Dysregulation of HOX homeobox family transcription factor (TF) gene expression is important in the pathogenesis of AML in particular in NPM1-mutated and MLL rearranged molecular subtypes. However, little is known about the role of NK2-homeobox (NKX2) family TF genes. NKX2 genes have critical roles in normal development of the central nervous system, thyroid, lung and pancreas. We observed high expression of NKX2-3 in patient AML samples and hypothesised the transcription factor might have a functional role in the disease.
By qPCR, we found that NKX2-3 is highly expressed in normal HSCs but is rapidly down regulated as cells differentiate. In primary AML samples, it is highly expressed in 21-37% cases, including within the immunophenotypic LSC compartment, in particular in cases with NPM1 and/or FLT3-ITD mutations.
Forced expression of NKX2-3 in normal murine KIT + bone marrow (BM) HSPCs transiently enhanced their clonogenic activity and impaired differentiation: NKX2-3-expressing HSPCs expressed higher levels of E2F or MYC target genes, and leukemia stem cell (LSC) maintenance genes. Congenic transplant experiments revealed that forced expression of NKX2-3 in normal BM HSPCs was sufficient to enhance multilineage engraftment across four months of follow up without inducing leukemia. In keeping with this, transplantation of Nkx2-3-/- knockout BM cells led to significantly inferior engraftment compared with BM cells from litter mate control mice. Thus, while increased expression of Nkx2-3 enhances engraftment of normal stem cells in transplantation assays, loss of Nkx2-3 impairs it.

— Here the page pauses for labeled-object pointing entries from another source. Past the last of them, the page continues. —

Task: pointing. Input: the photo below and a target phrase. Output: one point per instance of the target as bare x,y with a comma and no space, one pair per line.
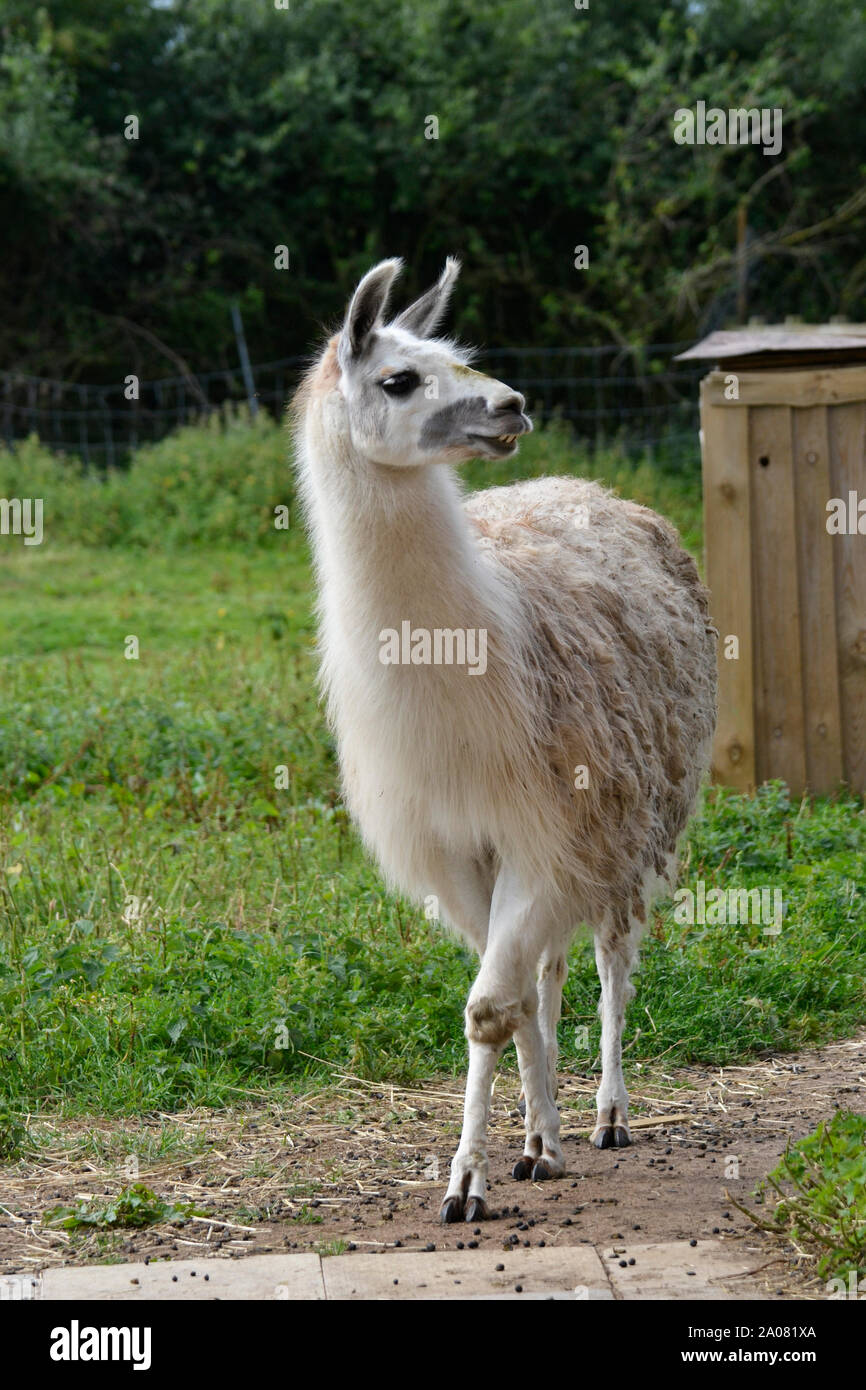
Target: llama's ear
421,317
367,306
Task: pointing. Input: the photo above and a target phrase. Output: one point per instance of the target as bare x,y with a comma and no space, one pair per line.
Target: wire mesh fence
628,395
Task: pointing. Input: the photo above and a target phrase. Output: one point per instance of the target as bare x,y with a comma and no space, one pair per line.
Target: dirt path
355,1168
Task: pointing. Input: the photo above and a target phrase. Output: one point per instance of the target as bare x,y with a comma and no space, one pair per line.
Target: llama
549,788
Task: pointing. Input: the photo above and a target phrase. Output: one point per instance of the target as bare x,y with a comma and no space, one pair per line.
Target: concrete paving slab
255,1276
709,1269
464,1273
676,1269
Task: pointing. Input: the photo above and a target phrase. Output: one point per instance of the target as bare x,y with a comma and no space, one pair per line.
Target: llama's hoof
610,1136
541,1171
476,1209
451,1211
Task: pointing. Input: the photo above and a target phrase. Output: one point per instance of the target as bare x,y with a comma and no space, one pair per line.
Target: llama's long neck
394,545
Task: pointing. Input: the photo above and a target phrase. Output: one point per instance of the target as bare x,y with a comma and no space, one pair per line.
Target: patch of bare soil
363,1166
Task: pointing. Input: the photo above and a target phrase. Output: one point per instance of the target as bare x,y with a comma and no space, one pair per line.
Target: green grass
175,930
132,1208
819,1198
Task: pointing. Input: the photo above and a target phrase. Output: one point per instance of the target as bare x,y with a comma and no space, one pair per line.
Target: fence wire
630,395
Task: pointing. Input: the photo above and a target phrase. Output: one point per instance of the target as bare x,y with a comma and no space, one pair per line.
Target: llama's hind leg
503,1002
615,955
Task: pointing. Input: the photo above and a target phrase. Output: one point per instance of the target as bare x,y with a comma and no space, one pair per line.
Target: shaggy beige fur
552,788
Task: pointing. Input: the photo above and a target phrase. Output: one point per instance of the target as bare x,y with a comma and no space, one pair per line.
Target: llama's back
623,653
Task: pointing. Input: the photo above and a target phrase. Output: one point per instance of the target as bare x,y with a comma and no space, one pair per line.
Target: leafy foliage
307,127
820,1196
134,1207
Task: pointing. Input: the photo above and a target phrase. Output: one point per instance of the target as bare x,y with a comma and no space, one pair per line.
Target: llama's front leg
613,957
542,1155
466,1196
502,1002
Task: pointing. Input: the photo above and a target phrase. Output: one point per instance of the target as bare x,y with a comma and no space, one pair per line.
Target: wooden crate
793,699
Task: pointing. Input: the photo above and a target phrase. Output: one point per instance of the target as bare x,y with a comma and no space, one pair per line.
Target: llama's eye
401,384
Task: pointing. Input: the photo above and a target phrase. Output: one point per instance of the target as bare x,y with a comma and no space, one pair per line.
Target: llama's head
410,398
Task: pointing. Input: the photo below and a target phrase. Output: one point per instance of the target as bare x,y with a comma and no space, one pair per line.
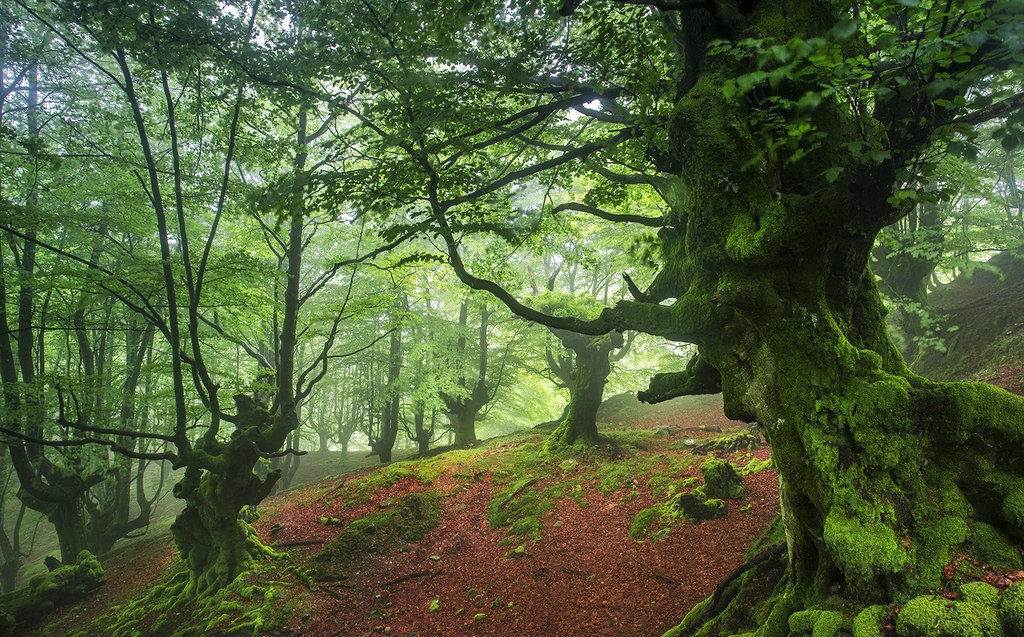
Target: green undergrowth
525,482
260,601
721,481
46,592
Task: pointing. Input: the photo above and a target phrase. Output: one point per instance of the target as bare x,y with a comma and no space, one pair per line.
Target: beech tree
783,137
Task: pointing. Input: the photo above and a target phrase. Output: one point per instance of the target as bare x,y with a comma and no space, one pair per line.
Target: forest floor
518,543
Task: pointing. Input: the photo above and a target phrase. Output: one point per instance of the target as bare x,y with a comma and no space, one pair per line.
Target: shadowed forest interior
512,317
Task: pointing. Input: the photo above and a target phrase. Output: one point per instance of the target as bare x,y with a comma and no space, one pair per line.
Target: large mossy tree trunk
590,369
212,535
885,475
464,407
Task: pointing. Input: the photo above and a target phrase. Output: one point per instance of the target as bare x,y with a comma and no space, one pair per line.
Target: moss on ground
48,591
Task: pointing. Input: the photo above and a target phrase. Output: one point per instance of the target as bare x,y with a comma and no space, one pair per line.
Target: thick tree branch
610,216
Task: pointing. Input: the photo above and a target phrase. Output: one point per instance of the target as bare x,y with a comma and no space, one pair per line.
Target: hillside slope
497,540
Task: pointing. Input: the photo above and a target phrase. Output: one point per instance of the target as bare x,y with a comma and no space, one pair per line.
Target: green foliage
406,521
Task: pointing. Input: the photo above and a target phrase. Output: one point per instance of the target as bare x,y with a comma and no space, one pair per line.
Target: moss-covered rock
868,622
930,616
696,506
816,623
409,520
721,479
48,591
994,548
980,593
1012,609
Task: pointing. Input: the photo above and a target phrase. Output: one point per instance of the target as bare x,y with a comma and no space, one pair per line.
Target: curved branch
610,216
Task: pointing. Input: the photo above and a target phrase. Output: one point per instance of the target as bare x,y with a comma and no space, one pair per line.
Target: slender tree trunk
464,425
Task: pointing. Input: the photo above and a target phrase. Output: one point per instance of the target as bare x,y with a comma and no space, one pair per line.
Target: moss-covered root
48,591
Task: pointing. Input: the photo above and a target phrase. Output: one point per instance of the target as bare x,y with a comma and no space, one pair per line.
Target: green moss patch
721,479
48,591
1012,609
407,521
937,617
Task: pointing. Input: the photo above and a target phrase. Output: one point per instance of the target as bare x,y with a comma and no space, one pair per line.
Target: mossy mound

Analysis of NKX2-3high primary human AML cases demonstrated that HOXA9 was the most highly upregulated transcription factor gene compared with NKX2-3low cases. We expressed both factors singly and together in murine KIT+ BM HSPCs: Hoxa9/NKX2-3 cells exhibited significantly higher clonogenic activity and reduced morphologic and immunophenotypic differentiation compared with Hoxa9/MTV cells. Congenic BM transplant experiments demonstrated that Hoxa9/NKX2-3 recipients developed leukemias significantly earlier than Hoxa9/MTV recipients (median 82 vs 155 days). BM morphology and immunophenotyping confirmed that Hoxa9/NKX2-3AMLs exhibited a greater degree of differentiation block than Hoxa9/MTV AMLs. Leukemia cells from Hoxa9/NKX2-3 recipients coordinately expressed higher levels of E2F or MYC target genes, and LSC maintenance genes.
NKX2-3 KD to ~30% of control values reduced proliferation and induced morphologic and immunophenotypic differentiation in primary patient NPM1-mutated AML cells. NKX2-3 KD led to down regulation of E2F and MYC target genes and normal human CD34 + stem cell genes; and up regulation of myeloid differentiation genes. Using a CRISPR ribonucleofection approach to relocate NPM1c to the nucleus we confirmed that NKX2-3 expression in NPM1-mutant primary AML cells is sustained by mutant NPM1c.
ChIPseq in NPM1-mutated primary patient and KO52 AML cells identified NKX2-3 binding peaks. As expected, DNA sequences under peak apices were strongly enriched for NKX2-3 binding motifs; there was also significant enrichment for RUNX and ETS family motifs, but not HOX/MEIS/PBX motifs. To identify genes potentially regulated by NKX2-3, genomic coordinates of strong binding peaks were mapped to the single nearest gene. Remarkably, among genes up regulated following NKX2-3 knockdown in primary human AML cells there was a highly significant enrichment of genes with putative regulatory elements bound by NKX2-3. Likewise, among genes down regulated in NKX2-3-expressing KIT+ murine HSPCs, there was a similar significant enrichment of genes with putative regulatory elements bound by NKX2-3. These data suggest that NKX2-3 functions as a transcription repressor at bound regulatory elements in primary AML cells.
In summary, NKX2-3 is highly expressed in NPM1 & FLT3 mutated molecular subtypes of AML and serves to enhance self-renewal and the level of differentiation block through binding to and repressing regulatory elements of myeloid differentiation genes.
Disclosures
Somervaille:Glaxo Smith Kline: Consultancy; CellCentric Ltd: Research Funding; Oryzon Genomics: Consultancy; Imago BioSciences, Inc., a subsidiary of Merck & Co., Inc.: Research Funding; Abbvie: Consultancy; Novartis: Consultancy; Rain Oncology: Consultancy; Bristol Myers Squibb: Consultancy.